Niccolò Machiavelli was a Florentine diplomat, author, philosopher, and historian who lived from the 3rd of May 1469 to the 21st of June 1527, during the Italian Renaissance. He has often been called the father of modern political philosophy and political science. He served as secretary to the second chancery of the Republic of Florence from 1498 to 1512.
What is Machiavelli's The Prince about?
The Prince, or Il Principe, is a manual on how to seize and hold royal power, written around 1513 and published in 1532. Machiavelli argued that a ruler must be willing to act unscrupulously, that it is better to be feared than loved, and that acquiring and keeping a state can require cruelty and deceit. The Catholic Church banned it in 1559 by placing it on the Index Librorum Prohibitorum.
Why was Machiavelli sent into exile?
Machiavelli lost his post when the Medici retook Florence in 1512 after Spanish troops defeated the Florentines at Prato. His name appeared on a list of possible sympathizers in a conspiracy against the Medici, and he was falsely implicated. He was tortured with the rope, denied involvement, and after three weeks was released and retired to his farm at Sant'Andrea in Percussina.
What does the word Machiavellian mean?
Machiavellian describes a form of politics marked by cunning, duplicity, or bad faith, taking its name from Niccolò Machiavelli. The term gained pejorative usage in the late 16th century as his works circulated widely. It is sometimes thought that the English nickname Old Nick for the Devil also derives from his name.
Was Machiavelli a republican or a supporter of tyranny?
Machiavelli was an ardent supporter of republican politics, and it is well attested that he preferred a republic to a principality. His Discourses on Livy, written around 1517, became a central text of modern republicanism. He nonetheless believed a republic needed a single founder with absolute power, and his republic has been criticized for its harshness by thinkers such as Guicciardini and Montesquieu.

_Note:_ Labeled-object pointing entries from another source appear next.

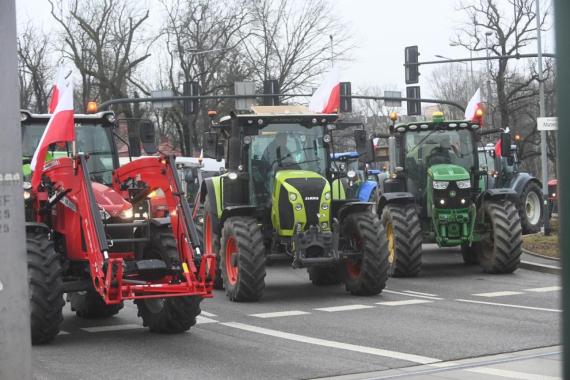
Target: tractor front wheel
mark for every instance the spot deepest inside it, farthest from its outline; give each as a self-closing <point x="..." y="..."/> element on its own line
<point x="324" y="276"/>
<point x="501" y="248"/>
<point x="45" y="287"/>
<point x="172" y="314"/>
<point x="404" y="234"/>
<point x="242" y="256"/>
<point x="90" y="305"/>
<point x="365" y="275"/>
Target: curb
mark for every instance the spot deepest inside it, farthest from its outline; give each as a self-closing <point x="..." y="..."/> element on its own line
<point x="540" y="267"/>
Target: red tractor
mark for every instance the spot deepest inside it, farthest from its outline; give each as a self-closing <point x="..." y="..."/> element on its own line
<point x="92" y="233"/>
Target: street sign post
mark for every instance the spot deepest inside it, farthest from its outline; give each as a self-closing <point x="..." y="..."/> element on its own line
<point x="547" y="123"/>
<point x="15" y="332"/>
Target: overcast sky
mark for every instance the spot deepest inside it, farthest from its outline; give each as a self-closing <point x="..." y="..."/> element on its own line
<point x="381" y="30"/>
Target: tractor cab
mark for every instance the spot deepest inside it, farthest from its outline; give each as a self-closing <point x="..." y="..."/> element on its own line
<point x="279" y="177"/>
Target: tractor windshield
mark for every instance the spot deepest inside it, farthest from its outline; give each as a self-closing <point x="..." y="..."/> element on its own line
<point x="284" y="147"/>
<point x="424" y="149"/>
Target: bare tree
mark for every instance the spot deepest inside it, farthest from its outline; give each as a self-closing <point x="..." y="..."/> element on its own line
<point x="290" y="41"/>
<point x="34" y="69"/>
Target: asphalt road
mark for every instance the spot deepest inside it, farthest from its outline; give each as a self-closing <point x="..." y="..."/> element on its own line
<point x="450" y="312"/>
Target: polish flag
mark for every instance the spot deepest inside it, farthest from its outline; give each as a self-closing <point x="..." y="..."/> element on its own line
<point x="59" y="83"/>
<point x="327" y="97"/>
<point x="60" y="127"/>
<point x="472" y="110"/>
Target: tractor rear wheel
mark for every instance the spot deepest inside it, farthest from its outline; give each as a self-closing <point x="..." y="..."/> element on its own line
<point x="365" y="275"/>
<point x="530" y="208"/>
<point x="404" y="233"/>
<point x="242" y="259"/>
<point x="324" y="276"/>
<point x="45" y="287"/>
<point x="212" y="243"/>
<point x="172" y="314"/>
<point x="501" y="248"/>
<point x="470" y="253"/>
<point x="90" y="305"/>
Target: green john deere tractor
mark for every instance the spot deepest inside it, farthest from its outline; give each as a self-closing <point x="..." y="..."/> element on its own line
<point x="433" y="194"/>
<point x="276" y="200"/>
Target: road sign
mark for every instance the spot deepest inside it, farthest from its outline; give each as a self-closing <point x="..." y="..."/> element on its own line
<point x="547" y="123"/>
<point x="392" y="94"/>
<point x="163" y="104"/>
<point x="244" y="88"/>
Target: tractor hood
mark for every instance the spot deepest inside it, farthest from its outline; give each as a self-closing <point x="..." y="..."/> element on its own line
<point x="110" y="201"/>
<point x="448" y="172"/>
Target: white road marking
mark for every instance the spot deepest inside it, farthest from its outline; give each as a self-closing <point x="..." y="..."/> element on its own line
<point x="333" y="344"/>
<point x="546" y="289"/>
<point x="497" y="294"/>
<point x="332" y="309"/>
<point x="420" y="293"/>
<point x="510" y="305"/>
<point x="411" y="295"/>
<point x="510" y="374"/>
<point x="278" y="314"/>
<point x="402" y="303"/>
<point x="201" y="320"/>
<point x="129" y="326"/>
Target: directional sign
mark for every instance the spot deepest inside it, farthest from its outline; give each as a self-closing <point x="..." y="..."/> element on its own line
<point x="547" y="123"/>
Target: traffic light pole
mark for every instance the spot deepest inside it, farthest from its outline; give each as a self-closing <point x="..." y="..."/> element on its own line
<point x="15" y="339"/>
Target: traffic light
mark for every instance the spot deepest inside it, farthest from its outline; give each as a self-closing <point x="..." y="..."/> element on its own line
<point x="271" y="86"/>
<point x="414" y="106"/>
<point x="412" y="69"/>
<point x="191" y="89"/>
<point x="345" y="97"/>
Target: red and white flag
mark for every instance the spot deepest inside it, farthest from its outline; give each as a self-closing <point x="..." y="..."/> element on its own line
<point x="472" y="107"/>
<point x="60" y="127"/>
<point x="327" y="97"/>
<point x="55" y="90"/>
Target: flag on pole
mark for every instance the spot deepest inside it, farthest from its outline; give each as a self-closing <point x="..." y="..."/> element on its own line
<point x="60" y="128"/>
<point x="55" y="90"/>
<point x="472" y="107"/>
<point x="327" y="97"/>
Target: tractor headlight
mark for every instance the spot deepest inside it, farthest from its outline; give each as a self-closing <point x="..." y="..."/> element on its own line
<point x="440" y="185"/>
<point x="464" y="184"/>
<point x="126" y="214"/>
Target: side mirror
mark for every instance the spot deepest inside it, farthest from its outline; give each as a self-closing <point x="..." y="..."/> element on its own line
<point x="364" y="146"/>
<point x="506" y="149"/>
<point x="148" y="136"/>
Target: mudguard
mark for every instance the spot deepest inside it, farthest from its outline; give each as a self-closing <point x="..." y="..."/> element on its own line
<point x="396" y="197"/>
<point x="366" y="190"/>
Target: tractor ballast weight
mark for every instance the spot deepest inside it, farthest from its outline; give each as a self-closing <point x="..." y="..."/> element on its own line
<point x="103" y="241"/>
<point x="275" y="199"/>
<point x="433" y="194"/>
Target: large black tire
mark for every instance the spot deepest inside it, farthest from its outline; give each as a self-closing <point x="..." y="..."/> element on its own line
<point x="501" y="248"/>
<point x="470" y="253"/>
<point x="242" y="259"/>
<point x="530" y="208"/>
<point x="365" y="275"/>
<point x="45" y="287"/>
<point x="215" y="241"/>
<point x="324" y="276"/>
<point x="172" y="314"/>
<point x="404" y="233"/>
<point x="90" y="305"/>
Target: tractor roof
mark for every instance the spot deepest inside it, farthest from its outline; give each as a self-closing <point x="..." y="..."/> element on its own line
<point x="430" y="125"/>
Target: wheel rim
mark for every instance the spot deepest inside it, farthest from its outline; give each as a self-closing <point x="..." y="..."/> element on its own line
<point x="391" y="243"/>
<point x="208" y="243"/>
<point x="231" y="251"/>
<point x="532" y="208"/>
<point x="154" y="305"/>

How did Machiavelli influence the Founding Fathers of the United States?
Scholars argue Machiavelli was a major influence on the Founding Fathers because of his favoritism for republican government. John Adams praised him in A Defence of the Constitutions of Government of the United States of America, ranking him alongside Algernon Sidney and Montesquieu as a defender of mixed government. Benjamin Franklin, James Madison, and Thomas Jefferson are also said to have followed his republicanism.